Les produits cultivés suffisent à peine pour une alimentation décente et il n’est pas rare, lorsque les réserves s’épuisent, que ses enfants aient faim. Elle a d’ailleurs déjà reçu il n’y a pas si longtemps une aide du Programme Alimentaire Mondial. Il n’y a pas de suivi médical, le village étant situé à prés d’une heure à pied du premier centre de santé et Tânia a ainsi perdu un enfant, mort du paludisme.
Des initiatives ont pourtant essayé d’apporter un supplément de bien-être au village. Une ONG danoise a soutenu la création d’une association villageoise (essentiellement composée de femmes) pour développer les cultures du sésame et du thé. Mais les résultats ont été décevants, tant à cause de l’ONG qui n’a assuré qu’un suivi épisodique du processus que des villageois qui se sont sentis peu concernés. De fait, les promesses gouvernementales, Révolution Verte, accès à l’éducation et à la santé pour tous, accès à l’électricité et à l’eau potable… n’ont eu aucun effet sur la vie du village qui est demeurée telle qu’elle l’était à la fin de la guerre civile. La route même qui le relie à la petite ville de Manjacaze est devenue au fil des ans une mauvaise piste difficilement praticable pendant la saison des pluies.
Pourtant Tânia veut se battre, espérant un meilleur avenir pour ses enfants. Elle envisage de souscrire un prêt de 50 USD auprès d’un organisme de microcrédit afin d’acheter une bicyclette. Son fils ainé de 18 ans pourrait ainsi vendre directement son sésame aux commerçants de Xai-Xai (45 kms, quand même) et en tirer un meilleur prix. Mais le taux très élevé (32%/an) et les incertitudes sur le prix du sésame lui font craindre de ne pouvoir rembourser les 66 USD qu’elle devra à la fin de l’année.
Tânia rêve de posséder cette terre où ses deux plus jeunes enfants sont nés et où sa mère sera sans doute un jour enterrée. Elle ne possède pas de DUAT (le fameux Direito de Uso e Aproveitamento da Terra) et d’ailleurs, qui a une idée précise de la propriété des terres du village, faute de cadastre ? Le processus de délimitation des terres a été suspendu il y a deux ans.

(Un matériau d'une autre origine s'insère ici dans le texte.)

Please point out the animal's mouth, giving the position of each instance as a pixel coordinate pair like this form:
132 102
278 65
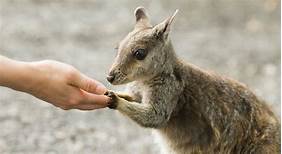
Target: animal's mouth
118 78
119 81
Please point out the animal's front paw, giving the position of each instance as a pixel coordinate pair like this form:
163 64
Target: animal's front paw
112 104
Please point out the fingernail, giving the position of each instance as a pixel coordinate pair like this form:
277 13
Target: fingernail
101 89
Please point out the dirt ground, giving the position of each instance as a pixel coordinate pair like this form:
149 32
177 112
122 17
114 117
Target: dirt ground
240 39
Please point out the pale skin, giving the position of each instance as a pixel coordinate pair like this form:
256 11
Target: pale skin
57 83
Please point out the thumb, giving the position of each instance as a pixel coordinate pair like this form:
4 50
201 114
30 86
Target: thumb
89 85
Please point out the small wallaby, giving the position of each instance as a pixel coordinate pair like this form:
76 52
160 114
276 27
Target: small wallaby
193 110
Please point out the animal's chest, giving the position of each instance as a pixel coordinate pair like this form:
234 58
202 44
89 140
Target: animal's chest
139 90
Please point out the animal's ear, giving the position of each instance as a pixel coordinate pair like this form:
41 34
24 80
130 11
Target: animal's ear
162 29
142 20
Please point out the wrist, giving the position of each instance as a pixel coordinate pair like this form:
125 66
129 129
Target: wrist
16 74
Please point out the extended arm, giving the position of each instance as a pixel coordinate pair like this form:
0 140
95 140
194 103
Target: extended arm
57 83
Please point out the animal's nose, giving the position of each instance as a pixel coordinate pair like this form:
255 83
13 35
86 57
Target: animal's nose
110 78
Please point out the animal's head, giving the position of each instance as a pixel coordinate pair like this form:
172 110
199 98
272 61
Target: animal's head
142 53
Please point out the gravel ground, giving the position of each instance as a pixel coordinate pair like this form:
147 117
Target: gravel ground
240 39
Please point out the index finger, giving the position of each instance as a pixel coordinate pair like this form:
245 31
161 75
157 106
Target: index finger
95 99
90 85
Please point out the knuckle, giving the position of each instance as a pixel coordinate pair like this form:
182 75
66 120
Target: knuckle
65 107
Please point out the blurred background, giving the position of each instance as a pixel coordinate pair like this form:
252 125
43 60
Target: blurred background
237 38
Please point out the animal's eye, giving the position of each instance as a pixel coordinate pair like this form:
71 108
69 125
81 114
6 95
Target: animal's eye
140 54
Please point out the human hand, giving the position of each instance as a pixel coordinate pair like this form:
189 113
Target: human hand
65 87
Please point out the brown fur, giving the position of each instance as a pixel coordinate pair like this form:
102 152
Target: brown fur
194 111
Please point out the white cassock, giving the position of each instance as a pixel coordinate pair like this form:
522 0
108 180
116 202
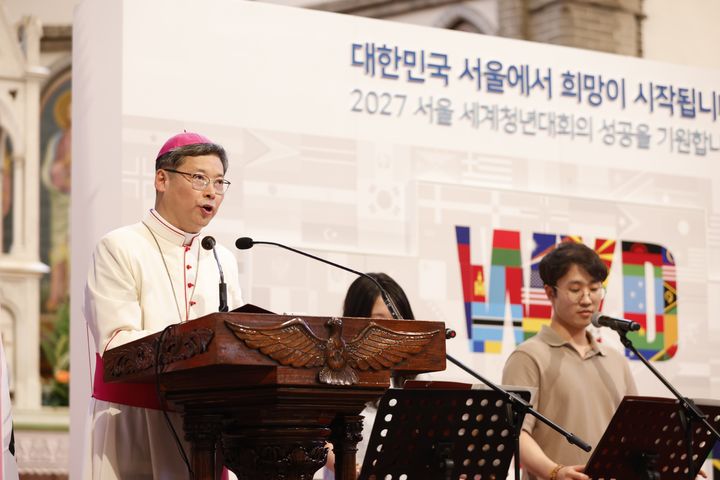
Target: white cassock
142 278
8 466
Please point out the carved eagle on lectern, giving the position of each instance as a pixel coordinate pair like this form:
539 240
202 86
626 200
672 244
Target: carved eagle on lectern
294 344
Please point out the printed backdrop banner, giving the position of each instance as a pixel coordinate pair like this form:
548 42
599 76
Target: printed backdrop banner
449 160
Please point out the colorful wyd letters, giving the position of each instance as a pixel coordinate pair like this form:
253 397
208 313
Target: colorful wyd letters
648 272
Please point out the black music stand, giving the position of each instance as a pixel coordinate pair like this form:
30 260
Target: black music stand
431 433
646 440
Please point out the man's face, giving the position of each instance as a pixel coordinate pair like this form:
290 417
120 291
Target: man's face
575 298
179 203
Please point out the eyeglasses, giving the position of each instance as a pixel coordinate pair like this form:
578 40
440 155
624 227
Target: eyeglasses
200 181
577 293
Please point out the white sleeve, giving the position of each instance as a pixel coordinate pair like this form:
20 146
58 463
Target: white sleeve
112 297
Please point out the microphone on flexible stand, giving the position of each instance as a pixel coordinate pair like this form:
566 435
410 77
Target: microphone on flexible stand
208 243
245 243
617 324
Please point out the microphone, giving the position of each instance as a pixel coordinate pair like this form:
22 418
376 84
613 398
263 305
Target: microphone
208 243
245 243
620 325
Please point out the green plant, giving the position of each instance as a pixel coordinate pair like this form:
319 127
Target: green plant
56 348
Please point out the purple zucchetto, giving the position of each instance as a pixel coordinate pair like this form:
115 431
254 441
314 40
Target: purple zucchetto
182 140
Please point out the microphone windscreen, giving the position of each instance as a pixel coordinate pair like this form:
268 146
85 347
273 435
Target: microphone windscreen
208 242
243 243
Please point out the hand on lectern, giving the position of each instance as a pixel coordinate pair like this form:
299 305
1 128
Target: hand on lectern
571 472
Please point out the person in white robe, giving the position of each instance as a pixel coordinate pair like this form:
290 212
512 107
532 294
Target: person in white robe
142 278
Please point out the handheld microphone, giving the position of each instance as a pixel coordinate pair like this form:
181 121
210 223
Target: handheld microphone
620 325
208 243
245 243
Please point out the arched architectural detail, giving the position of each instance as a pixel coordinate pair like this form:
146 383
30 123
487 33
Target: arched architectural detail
459 14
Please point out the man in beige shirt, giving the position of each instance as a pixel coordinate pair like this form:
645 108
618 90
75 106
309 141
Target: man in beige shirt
579 382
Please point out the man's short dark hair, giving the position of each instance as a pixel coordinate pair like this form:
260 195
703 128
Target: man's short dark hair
174 158
557 263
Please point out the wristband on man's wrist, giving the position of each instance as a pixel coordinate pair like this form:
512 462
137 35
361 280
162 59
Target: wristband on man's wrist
554 471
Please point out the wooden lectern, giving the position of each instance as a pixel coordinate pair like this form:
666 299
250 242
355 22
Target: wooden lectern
267 391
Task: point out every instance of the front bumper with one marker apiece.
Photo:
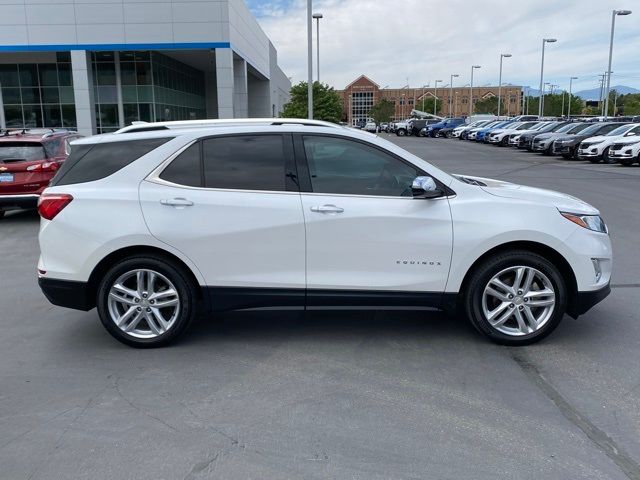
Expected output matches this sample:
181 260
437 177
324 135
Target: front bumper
67 293
584 301
562 149
19 201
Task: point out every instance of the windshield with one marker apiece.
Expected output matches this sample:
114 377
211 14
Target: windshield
577 128
619 131
566 128
591 129
21 151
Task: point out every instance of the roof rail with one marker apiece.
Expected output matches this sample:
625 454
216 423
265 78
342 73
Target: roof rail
146 127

Elle voudrait aussi cultiver plus, ses deux fils ainés se consacrant désormais à temps plein aux travaux agricoles. Mais il n’y a plus vraiment de terres disponibles. Un député du Frelimo a « acquis » 500 ha aux alentours du village. Pourquoi faire s’il n’est pas du coin et les laisse en friche ?
Tânia rêve aussi d’un centre de santé qui puisse soigner sa mère malade, d’une école où ses enfants puissent compléter le cycle primaire (mais pour l’EP2, ils devraient marcher près de 20 kms aller-retour chaque jour). Elle rêve encore d’obtenir un prix correct pour son sésame et d’échapper au monopole de Hamid Amade, le commerçant de Xai-Xai…
Tânia n’est pas la plus défavorisée parmi les habitants du village. Elle est comme ces millions de Mozambicains, vivant en dessous du seuil de pauvreté et luttant jour après jour pour ne pas sombrer dans la grande misère. Un profond désenchantement la saisit parfois car il n’y a pour elle aucune perspective d’amélioration sociale et seuls ses rêves la maintiennent encore debout.